Submitted by her mother, Carmen Skarlupka

100% present

Sam

Sam was a warm, tenderhearted, gentle, loving young woman. She was 100 percent present, and she met you where you were. She enjoyed the outdoors, exploring and kayaking. We lived on Chesapeake Bay, so being out on the water was a typical occurrence. Sam won her first kayak race at 9 years old. 

She was an artist. She painted, created with mixed media. She never got rid of anything, so she had plenty to incorporate into her artwork. When we were with the coroner and were asked what Sam’s occupation was, between the four of us, two said artist and two said hoarder. So that’s what’s on her death certificate: artist and hoarder. 

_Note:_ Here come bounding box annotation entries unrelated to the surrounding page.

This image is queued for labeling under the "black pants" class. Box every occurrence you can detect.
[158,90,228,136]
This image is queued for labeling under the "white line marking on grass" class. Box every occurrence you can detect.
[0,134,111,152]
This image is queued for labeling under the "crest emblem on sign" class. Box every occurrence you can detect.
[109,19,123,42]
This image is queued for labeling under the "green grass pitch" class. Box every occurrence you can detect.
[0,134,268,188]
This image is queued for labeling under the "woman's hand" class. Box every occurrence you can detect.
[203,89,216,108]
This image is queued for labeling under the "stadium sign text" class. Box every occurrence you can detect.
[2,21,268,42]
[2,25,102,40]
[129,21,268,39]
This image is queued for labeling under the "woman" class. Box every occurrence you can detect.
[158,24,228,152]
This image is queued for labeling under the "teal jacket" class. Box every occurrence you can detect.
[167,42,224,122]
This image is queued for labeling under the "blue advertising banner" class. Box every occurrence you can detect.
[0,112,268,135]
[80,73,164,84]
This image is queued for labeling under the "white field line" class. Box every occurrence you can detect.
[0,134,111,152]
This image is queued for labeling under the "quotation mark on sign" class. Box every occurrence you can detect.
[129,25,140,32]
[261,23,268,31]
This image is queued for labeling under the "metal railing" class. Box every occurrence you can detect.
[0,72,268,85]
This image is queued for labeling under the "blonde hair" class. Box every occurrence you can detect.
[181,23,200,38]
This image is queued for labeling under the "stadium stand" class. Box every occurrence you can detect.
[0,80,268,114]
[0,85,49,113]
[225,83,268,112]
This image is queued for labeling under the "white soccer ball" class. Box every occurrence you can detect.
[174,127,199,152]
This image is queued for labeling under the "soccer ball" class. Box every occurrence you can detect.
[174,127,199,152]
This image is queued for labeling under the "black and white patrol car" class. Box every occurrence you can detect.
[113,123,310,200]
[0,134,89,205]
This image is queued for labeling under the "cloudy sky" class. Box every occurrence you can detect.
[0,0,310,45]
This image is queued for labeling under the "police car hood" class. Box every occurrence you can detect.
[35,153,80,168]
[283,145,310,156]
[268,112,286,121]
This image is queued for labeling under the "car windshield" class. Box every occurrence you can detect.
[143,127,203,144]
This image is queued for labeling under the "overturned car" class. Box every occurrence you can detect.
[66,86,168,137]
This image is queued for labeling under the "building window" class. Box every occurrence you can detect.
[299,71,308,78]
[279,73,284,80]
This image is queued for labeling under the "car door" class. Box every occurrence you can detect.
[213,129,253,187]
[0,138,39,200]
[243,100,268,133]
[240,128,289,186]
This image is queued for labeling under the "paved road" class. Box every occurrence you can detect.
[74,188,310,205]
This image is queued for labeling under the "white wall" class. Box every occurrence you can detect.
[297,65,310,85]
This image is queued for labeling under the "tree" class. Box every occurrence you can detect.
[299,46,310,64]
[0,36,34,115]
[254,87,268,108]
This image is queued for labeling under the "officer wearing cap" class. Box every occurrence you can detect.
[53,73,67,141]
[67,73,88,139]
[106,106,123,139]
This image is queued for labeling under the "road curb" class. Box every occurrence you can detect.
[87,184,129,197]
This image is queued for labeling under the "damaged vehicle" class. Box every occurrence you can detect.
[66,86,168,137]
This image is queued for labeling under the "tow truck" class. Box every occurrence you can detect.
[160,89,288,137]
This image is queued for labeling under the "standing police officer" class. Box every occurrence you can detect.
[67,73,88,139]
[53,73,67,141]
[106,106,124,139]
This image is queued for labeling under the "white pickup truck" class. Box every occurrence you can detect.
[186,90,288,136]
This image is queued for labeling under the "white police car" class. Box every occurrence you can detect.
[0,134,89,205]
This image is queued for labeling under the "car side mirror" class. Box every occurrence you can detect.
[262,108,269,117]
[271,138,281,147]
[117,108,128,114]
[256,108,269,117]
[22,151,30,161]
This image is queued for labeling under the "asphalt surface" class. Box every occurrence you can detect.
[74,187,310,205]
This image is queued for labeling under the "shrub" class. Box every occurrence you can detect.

A memory that captures Sam

Sam and I had just gone grocery shopping. While leaving the parking lot, we encountered a man holding a sign saying he was out of work and had a young family. Wordlessly, we looked at each other. Sam opened the car door and gave the man all of our groceries, encouraging him that everything would be all right.

She was a “character”

She marched to nobody else’s drum.

For Sam, every birthday was a character-themed birthday. She still dressed up for every Halloween even as an adult, and on any given day she would dress up and go out in public. She marched to nobody else’s drum. 

How Sam became involved with drugs 

Sam had a lot of trauma in her short life. She was autistic and bipolar, had obsessive compulsive disorder and PTSD. She suffered sexual abuse from a daycare provider at 7; she was bullied for being a lesbian and dressing more masculinely; and, starting at 12, she had terrible dysmenorrhea and endometriosis. Whenever she got her period, it was as if her body was attacking her. That’s when she was put on opiates for the first time, at 12 years old. They wouldn’t do anything surgically because she was so young. So she became addicted to opiates. I realize now that the sickness, crankiness and general ill feeling in between her periods was probably withdrawal. 

In recovery and then an accident

In May of 2016, Sam had been in recovery for nine months when she was hit by a car as a pedestrian. When I got to the shock trauma unit, I heard her tell the doctors not to give her any opiates because she was in recovery. She didn’t know that she had already been hooked up to an IV with them when she was unconscious. The doctor said that first they had to keep her alive, then they would deal with the substance-use disorder. 

The accident caused a traumatic brain injury, and from then on Sam needed near-constant care. Her short-term memory was gone; she shook like she had Parkinson’s disease. I was her full-time caregiver. 

It was two years before she was in a situation where she could have the facial surgery she needed. During that time, they were tapering her off opiates and onto Suboxone. This was when the opiate crisis was really coming into public knowledge, and our county suddenly took away a physician’s ability to prescribe Suboxone, as well as closed the clinics. Sam had an appointment to have her prescription renewed on a Monday, when her physician was arrested for prescribing opiates. We had three days’ worth left. They were shutting down clinics all over, so we couldn’t get an appointment until the next Monday. She started to go into withdrawal on Wednesday. She overdosed on fentanyl as a Jane Doe in a public bathroom before she could make it to that appointment. 

She was so giving 

After Sam’s accident, I was running for state delegate. I had been advocating for substance-use-disorder and harm-reduction legislation for years. When I decided to run, I talked to Sam and let her know that it was up to her — that many of the details of her life and struggles would probably come out. She told me to go for it, saying, “We all need you.” She was a compassionate soul. 

What Sam would want for others

Sam would want you to live your best life. To never give up. To keep trying your best. To love authentically and unconditionally.

If I could say one thing to her now, it would be

I love you, my precious daughter. I will continue to advocate for compassionate care, treatment and harm reduction for everyone struggling with an addiction.